Something still depends on timing, though. Minimal test case (starting with default 24 rows): echo -ne '\e[?1049h\e[25t\e[100S' # crashes echo -ne '\e[?1049h\e[25t'; sleep 1; echo -ne '\e[100S' # okay
Created attachment 276988 [details] [review] Quick fix (further cleanup is desired) The ring's size is not updated immediately upon resize, only when Gtk calls back to us: Gtk size-allocate signal => vte_terminal_size_allocate() => vte_terminal_set_scrollback_lines() passing it the previous value (really not a nice pattern) => _vte_ring_resize(). It would be nice to do a big cleanup of this code...
Created attachment 276992 [details] [review] Quick fix v2 - for 0.36 v2 - my proposal to be applied to 0.36. I wasn't fully satisfied with the first version, as there was still actual terminal work done in the Gtk+ callback. Note: The "if (screen->scrolling_restricted)" branch was dead, since vte_terminal_set_size() unsets that flag. Removing it makes it simpler to verify that actual work is done in the same order as previously.

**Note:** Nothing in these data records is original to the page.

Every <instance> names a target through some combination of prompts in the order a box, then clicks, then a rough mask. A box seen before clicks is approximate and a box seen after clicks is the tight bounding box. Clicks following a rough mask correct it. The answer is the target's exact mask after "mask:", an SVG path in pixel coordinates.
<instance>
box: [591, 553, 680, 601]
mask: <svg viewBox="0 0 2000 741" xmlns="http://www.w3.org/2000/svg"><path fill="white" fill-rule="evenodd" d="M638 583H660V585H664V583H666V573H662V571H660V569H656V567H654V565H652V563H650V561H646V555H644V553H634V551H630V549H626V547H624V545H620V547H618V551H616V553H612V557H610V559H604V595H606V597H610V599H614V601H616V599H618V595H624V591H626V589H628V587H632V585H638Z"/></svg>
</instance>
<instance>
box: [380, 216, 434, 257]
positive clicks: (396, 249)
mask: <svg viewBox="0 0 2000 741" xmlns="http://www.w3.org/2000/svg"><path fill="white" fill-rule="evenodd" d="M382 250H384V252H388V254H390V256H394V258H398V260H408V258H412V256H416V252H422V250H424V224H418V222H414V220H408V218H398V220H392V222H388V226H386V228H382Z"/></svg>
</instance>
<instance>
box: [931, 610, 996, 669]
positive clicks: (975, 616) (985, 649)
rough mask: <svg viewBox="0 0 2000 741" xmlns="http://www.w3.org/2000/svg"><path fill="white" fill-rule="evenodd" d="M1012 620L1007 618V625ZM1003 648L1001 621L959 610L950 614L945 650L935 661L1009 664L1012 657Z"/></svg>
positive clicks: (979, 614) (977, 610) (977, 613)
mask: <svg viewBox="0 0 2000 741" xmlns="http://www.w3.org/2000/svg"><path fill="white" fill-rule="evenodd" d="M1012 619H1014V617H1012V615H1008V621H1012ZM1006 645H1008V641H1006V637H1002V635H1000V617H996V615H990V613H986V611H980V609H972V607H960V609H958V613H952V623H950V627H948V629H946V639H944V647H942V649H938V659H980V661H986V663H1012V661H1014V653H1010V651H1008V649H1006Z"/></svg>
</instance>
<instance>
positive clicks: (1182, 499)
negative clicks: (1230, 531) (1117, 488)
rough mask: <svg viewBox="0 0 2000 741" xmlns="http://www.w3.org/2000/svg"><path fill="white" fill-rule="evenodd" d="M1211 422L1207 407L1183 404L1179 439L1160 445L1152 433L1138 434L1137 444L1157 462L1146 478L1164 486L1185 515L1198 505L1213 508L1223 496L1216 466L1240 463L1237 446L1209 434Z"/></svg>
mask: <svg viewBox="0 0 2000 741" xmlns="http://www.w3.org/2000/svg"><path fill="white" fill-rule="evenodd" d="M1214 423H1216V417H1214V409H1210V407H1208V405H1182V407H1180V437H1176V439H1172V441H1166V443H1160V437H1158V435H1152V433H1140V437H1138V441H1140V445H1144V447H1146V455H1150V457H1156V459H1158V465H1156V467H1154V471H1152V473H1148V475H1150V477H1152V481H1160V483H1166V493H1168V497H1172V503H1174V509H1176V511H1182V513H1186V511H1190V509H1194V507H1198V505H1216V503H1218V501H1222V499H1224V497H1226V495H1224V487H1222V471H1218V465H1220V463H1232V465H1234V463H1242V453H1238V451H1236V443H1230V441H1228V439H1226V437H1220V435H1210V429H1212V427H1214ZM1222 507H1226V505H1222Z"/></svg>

Created attachment 276994 [details] [review] Quick fix v2 - for master v2 - the same fix for master. There's a LOT to be refactored, cleaned up... Clamping the cursor position should happen in vte_terminal_screen_set_size(), but its order with _vte_ring_resize() [called from vte_terminal_set_scrollback_lines()] can't be swapped now. On the normal screen, the ring can end sooner than the bottom of the screen (some empty lines are not covered by the ring), and all around VTE there are ugly hacks to work this around. On the alternate screen, the ring should cover the entire screen - but due to this bug, it wasn't always the case. And once there were lines not covered by the ring on the alternate screen, it crashed. (Don't ask why.) Anyway, I think the cleanup should begin by addressing bug 708213 comment 29.
lgtm if it looks good to you ;). Thanks.
Committed: master 4425ee0, vte-0-36 b2f437c. Probably no one will ever be able to tell if I actually fixed the original crash – that happened once three years ago with no reproducible test case. I'm closing as fixed, please reopen if it still crashes.